FedProx is modified from FedAvg in terms of the inexact solution and proximal term and transforms to FedAvg when (1) the proximal term is not invoked, i.e.,

μ = 0

, (2) system heterogeneity is not taken into account, i.e.,

γ

is a constant, and (3) the local solver is chosen to be SGD. Because it can handle the negative effects of system heterogeneity and statistical heterogeneity on the algorithm, FedProx is more generic in real settings than FedAvg and is therefore more adaptable.

3. Related Work

The current work on privacy-protection research through DP in FL can be classified into centralized DP (GDP) [25,26] and localized DP (LDP) [10,11,27,28,29,30,31] based on the class of DP. Liu et al. [25] introduced DP into FL for the first time to achieve user-level privacy protection by protecting the user’s entire dataset; Lian et al. [26] further assumed that the communication channel is not entirely secure and proposed an NbAFL scheme that satisfies the DP requirements by adding appropriate noise perturbations to the client and server. In contrast, LDP achieves data privacy locally to the user based on the assumption of unreliable third-party work, which can significantly enhance the privacy protection. Hu et al. [27] proposed LDP-Fed, an FL system with LDP guarantees. Given that different dimensions of data have varying degrees of importance, Liu et al. [10] proposed a fedSel algorithm to reduce the amount of noise injection by choosing the Top-k dimensions based on the contribution of the dimensions in the SGD iteration. In order to reduce the communication cost, Lian et al. [11] did not use common methods such as random selection through the client, but designed a layer-based parameter-selection method to select valuable parameters for global aggregation, while Geyer et al. [29] provided DP guarantees by adding noise to locally uploaded parameters in a personalized FL framework.

Even though the literature on privacy preservation and trade-off optimization is extensive, all known efforts operate on a single privacy budget framework. The algorithm’s usefulness is significantly impacted by protecting data from diverse users with the same degree of security and the uniform protection strategy does not satisfy the growing need for personalized privacy protection.

PDP [8,32,33], on the other hand, delivers different levels of privacy protection for users with various privacy demands by setting different privacy budgets on top of the uniform privacy protection level of DP. Current PDP research under FL focuses on personalized LDP (PLDP) [14,15,16,34,35,36]. Facing the two major challenges of user privacy level selection and model optimization, Shen et al. [14] proposed the PLU-FedOA algorithm based on the PVLDP [11] to solve it in modules. Based on the stochastic response mechanism, Chen et al. [34] proposed a perturbation algorithm, PDPM, to satisfy the PLDP. Shen et al. [36] designed three models based on the existing LDP mean estimation scheme in order to provide customized privacy for each user. All of the above works incorporate the concept of PDP into FL in different perspectives, but they do not take into account the wastage of the user’s personalized privacy budget due to user selection and noise addition in the process of multiple iterations. The most recent study [23] was based on Ada-PDP, as proposed by Niu et al. [32]. It extends the DP-SGD algorithm to PDP-SGD through a utility-sampling mechanism and recycles the privacy budget wasted in each iteration.

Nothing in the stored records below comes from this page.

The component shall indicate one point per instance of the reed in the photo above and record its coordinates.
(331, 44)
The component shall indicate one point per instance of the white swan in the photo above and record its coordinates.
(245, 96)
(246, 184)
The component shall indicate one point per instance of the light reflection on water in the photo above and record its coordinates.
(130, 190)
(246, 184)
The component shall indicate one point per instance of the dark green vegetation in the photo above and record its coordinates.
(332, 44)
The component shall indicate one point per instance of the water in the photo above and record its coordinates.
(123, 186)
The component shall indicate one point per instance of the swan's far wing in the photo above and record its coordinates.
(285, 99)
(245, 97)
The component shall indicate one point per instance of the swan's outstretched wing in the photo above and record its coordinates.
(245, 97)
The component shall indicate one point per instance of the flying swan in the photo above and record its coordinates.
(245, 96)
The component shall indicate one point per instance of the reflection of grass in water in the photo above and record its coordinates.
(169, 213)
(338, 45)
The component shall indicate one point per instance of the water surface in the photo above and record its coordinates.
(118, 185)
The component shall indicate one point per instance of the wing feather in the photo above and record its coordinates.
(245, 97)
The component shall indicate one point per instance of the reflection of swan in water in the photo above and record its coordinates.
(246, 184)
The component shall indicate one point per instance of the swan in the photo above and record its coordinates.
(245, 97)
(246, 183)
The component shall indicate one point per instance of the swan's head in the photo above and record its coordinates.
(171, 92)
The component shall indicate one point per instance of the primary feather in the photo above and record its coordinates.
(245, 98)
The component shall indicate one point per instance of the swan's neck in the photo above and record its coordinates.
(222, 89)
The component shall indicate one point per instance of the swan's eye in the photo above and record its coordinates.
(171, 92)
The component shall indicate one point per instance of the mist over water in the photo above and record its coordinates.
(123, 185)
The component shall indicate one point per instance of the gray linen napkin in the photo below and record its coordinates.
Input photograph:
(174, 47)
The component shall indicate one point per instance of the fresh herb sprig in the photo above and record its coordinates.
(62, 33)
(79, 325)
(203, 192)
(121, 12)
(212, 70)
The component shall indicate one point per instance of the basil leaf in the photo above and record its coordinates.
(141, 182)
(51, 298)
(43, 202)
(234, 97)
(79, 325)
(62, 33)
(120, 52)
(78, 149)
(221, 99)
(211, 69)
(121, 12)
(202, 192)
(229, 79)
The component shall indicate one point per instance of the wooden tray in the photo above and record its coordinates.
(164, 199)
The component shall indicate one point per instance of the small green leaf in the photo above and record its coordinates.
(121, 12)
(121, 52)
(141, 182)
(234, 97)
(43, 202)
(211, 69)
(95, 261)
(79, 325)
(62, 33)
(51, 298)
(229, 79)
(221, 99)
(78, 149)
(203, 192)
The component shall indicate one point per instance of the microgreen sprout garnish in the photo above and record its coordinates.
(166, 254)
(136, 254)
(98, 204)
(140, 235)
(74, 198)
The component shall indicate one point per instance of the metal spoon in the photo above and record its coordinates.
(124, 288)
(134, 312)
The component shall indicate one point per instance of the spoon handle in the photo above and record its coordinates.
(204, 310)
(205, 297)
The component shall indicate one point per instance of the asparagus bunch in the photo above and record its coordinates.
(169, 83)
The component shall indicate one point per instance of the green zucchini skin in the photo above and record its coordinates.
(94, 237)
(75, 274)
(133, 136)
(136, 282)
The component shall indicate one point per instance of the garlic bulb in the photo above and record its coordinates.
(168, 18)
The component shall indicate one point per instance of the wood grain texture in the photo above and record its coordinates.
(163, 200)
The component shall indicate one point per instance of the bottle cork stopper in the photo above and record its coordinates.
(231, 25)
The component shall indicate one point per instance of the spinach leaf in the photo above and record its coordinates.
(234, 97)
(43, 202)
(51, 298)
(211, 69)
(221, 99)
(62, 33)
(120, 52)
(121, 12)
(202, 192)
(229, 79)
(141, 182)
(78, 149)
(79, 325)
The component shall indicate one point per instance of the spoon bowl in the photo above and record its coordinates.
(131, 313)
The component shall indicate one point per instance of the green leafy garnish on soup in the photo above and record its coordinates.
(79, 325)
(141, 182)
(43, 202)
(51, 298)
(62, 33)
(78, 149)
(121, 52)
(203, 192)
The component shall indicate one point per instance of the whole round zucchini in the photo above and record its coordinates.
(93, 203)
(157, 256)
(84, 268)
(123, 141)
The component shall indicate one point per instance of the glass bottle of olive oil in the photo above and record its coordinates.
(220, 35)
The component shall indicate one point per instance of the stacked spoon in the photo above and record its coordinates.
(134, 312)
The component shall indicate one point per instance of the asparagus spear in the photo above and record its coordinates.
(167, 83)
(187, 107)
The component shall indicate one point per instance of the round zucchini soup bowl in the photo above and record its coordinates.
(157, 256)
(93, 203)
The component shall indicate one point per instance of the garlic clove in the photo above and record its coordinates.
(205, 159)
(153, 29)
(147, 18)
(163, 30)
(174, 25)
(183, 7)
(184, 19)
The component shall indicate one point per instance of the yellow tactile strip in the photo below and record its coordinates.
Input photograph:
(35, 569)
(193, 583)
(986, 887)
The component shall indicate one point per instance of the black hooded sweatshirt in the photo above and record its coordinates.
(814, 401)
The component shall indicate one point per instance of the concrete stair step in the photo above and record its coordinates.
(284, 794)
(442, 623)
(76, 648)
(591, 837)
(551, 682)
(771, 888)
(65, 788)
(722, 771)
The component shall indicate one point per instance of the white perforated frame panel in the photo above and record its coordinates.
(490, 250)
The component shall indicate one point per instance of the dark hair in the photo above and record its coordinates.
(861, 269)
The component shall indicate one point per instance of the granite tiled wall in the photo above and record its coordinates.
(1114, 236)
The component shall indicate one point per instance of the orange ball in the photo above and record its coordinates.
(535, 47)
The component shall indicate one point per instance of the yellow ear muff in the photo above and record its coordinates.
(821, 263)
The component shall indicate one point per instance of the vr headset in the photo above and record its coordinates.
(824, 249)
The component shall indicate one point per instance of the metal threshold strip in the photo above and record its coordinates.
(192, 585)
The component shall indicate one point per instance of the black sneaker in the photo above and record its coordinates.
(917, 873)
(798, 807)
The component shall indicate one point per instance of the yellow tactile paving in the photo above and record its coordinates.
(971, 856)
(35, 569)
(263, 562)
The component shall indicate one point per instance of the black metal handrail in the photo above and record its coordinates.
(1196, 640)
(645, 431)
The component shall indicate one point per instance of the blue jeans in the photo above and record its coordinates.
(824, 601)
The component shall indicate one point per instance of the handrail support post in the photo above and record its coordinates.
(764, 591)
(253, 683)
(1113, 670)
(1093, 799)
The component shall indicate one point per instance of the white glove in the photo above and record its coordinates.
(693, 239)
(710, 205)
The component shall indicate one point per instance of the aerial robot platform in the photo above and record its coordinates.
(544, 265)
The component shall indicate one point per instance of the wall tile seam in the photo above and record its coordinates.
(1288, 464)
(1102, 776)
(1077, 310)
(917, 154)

All of the above works aim at optimizing the algorithm to achieve a higher level of privacy protection and do not view the impact of heterogeneity on the model as a major research issue. In this regard, in this study, we use FedProx as the base framework and introduce the concepts of DP and PDP, respectively, to propose new algorithms to evaluate the performance of FedProx in terms of privacy protection in different heterogeneous scenarios.

4. Differential Privacy in FedProx

As one of the most popular deep learning algorithms under the DP mechanism, DP-SGD trains the model parameters by minimizing the empirical loss function. The model is trained in a total of T rounds. In each round of training, firstly, a subset of the whole training set is selected by subsampling with probabilistic no-putback sampling; in the second step, the gradient of the loss function is computed for each subset of samples; in the third step, the gradient is clipped by the gradient paradigm thresholding; in the fourth step, Gaussian noise is added to the clipped gradient and all the local parameters are aggregated; and in the fifth step, the model parameters are updated by the gradient that satisfies the DP. The specific algorithm flow is shown in Algorithm 1.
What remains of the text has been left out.